Figure 11. Net survival rates of patients with ovary, fallopian tube and primary peritoneal carcinomas including and excluding borderlines at one and five years, 2001 to 2019 diagnoses (Source: CAS AV2020)
The steady improvement in both one and five-year survival rates likely represents improvements in various aspects of care in England since the turn of the century. Between 2000 and 2005 specialist gynaecological oncology centres with specialist MDTs were established throughout the country, providing access to centralised specialist surgery for all women regardless of where they live.

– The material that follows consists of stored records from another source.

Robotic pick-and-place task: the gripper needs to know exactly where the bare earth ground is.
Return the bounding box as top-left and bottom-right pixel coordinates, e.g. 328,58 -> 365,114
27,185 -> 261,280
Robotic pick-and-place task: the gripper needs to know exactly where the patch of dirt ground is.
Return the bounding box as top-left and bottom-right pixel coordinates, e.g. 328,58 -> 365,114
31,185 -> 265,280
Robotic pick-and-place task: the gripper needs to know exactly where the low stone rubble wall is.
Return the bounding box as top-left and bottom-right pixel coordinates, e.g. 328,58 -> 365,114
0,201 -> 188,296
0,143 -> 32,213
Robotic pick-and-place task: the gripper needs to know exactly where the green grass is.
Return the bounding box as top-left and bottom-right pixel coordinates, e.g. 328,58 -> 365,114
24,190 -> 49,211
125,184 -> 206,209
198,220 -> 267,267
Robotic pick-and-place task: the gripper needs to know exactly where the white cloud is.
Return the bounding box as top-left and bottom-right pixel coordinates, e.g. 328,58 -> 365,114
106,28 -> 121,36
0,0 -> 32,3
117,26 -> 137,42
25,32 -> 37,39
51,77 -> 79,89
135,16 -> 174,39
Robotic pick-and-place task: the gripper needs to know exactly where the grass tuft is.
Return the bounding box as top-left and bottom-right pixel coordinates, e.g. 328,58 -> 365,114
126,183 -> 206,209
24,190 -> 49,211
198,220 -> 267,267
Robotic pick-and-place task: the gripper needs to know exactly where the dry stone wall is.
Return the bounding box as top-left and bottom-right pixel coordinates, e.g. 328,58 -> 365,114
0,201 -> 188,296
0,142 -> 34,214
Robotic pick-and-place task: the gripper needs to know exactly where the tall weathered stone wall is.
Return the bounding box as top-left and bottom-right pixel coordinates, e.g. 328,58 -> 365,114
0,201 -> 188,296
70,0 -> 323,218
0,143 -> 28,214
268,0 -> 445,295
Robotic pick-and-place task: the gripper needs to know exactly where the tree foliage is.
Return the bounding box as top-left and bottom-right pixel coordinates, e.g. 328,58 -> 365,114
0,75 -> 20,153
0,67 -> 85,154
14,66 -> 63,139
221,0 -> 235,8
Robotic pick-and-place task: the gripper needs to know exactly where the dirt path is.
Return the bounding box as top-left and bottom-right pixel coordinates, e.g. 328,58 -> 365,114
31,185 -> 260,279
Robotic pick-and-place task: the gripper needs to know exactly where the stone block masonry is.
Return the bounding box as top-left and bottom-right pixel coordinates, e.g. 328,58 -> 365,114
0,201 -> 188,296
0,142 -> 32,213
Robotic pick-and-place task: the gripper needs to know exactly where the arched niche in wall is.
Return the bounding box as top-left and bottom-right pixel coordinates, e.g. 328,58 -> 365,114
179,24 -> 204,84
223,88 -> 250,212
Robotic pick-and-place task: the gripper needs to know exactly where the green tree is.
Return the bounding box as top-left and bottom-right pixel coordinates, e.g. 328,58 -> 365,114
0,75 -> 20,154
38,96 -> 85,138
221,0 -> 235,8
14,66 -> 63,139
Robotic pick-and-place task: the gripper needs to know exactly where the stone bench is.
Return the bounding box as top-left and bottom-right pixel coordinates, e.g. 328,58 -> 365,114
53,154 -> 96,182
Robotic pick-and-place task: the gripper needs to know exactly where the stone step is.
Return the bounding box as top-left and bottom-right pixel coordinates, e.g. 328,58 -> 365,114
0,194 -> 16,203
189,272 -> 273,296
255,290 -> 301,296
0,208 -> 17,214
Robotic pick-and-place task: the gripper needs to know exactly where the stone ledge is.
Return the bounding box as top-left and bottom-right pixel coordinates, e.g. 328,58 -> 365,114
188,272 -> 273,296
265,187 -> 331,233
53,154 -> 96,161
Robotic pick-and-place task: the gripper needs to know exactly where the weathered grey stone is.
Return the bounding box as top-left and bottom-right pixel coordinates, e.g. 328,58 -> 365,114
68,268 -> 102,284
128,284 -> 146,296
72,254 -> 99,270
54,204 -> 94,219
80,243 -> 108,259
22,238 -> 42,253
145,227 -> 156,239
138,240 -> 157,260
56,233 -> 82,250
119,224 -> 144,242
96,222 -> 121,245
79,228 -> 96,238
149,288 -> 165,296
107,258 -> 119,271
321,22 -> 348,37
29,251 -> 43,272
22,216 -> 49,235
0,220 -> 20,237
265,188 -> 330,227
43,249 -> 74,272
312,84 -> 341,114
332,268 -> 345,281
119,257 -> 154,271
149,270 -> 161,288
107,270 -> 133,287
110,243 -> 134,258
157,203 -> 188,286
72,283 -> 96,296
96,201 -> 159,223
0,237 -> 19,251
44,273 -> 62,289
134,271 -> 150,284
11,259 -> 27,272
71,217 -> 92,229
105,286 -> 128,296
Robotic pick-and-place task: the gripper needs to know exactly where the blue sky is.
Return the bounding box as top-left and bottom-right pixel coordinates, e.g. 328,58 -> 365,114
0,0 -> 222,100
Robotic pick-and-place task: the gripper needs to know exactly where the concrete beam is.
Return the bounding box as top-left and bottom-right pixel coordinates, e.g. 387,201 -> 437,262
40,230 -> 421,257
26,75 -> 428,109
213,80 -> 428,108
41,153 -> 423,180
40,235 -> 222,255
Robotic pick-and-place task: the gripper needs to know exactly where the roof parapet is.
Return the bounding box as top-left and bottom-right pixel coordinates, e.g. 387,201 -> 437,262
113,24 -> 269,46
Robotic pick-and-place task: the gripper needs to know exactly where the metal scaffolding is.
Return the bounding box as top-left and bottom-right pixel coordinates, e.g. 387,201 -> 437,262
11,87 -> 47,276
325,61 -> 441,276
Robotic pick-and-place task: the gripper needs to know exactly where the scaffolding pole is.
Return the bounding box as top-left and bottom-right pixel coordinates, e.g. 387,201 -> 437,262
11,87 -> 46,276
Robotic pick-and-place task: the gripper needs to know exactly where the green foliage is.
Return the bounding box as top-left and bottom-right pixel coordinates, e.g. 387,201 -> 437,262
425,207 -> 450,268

The major barrier to one-year survival remains access to timely diagnosis. Cancer registration data analyses such as the OCAFP publications and the Get Data Out programme indicate that patients diagnosed at stage 4 have lower survival rates and lower treatment rates than those diagnosed with earlier stage disease. This suggests that a proportion of women may be presenting too unwell from advanced disease to enable the specialist teams to administer effective chemotherapy or surgery. The improvement in one-year survival suggests that we may be starting to impact on this issue, likely due to increased awareness of symptoms amongst women and primary care practitioners, and improved diagnostic and early treatment pathways in secondary care.
The improvement in five-year survival likely reflects not only improving access to treatment, but also increased treatment effectiveness. There are likely to have been real improvements in the quality of surgery available to women following the publication of the NHS Cancer Plan in 2000, with the establishment of specialist gynaecological cancer centres throughout England. Ovarian cancer surgery is now performed throughout the country by subspecialist accredited gynaecological oncology surgeons with specialist cancer surgery training. Surgical radicality for ovarian malignancies has generally increased during the past two decades, and there have been several improvements in chemotherapy treatments for newly diagnosed and recurrent disease. Over recent years women have had access to new maintenance treatments which help to prevent disease recurrence, and the impact of these treatments will be increasingly seen in five-year survival data during the coming years. The precise contributions of each of the factors described above are unknown, but they have all likely had an impact in the improvement of five-year survival, and further improvements in diagnostic pathways, surgical and medical treatments will hopefully continue the upward trend in one- and five-year survival rates in the future.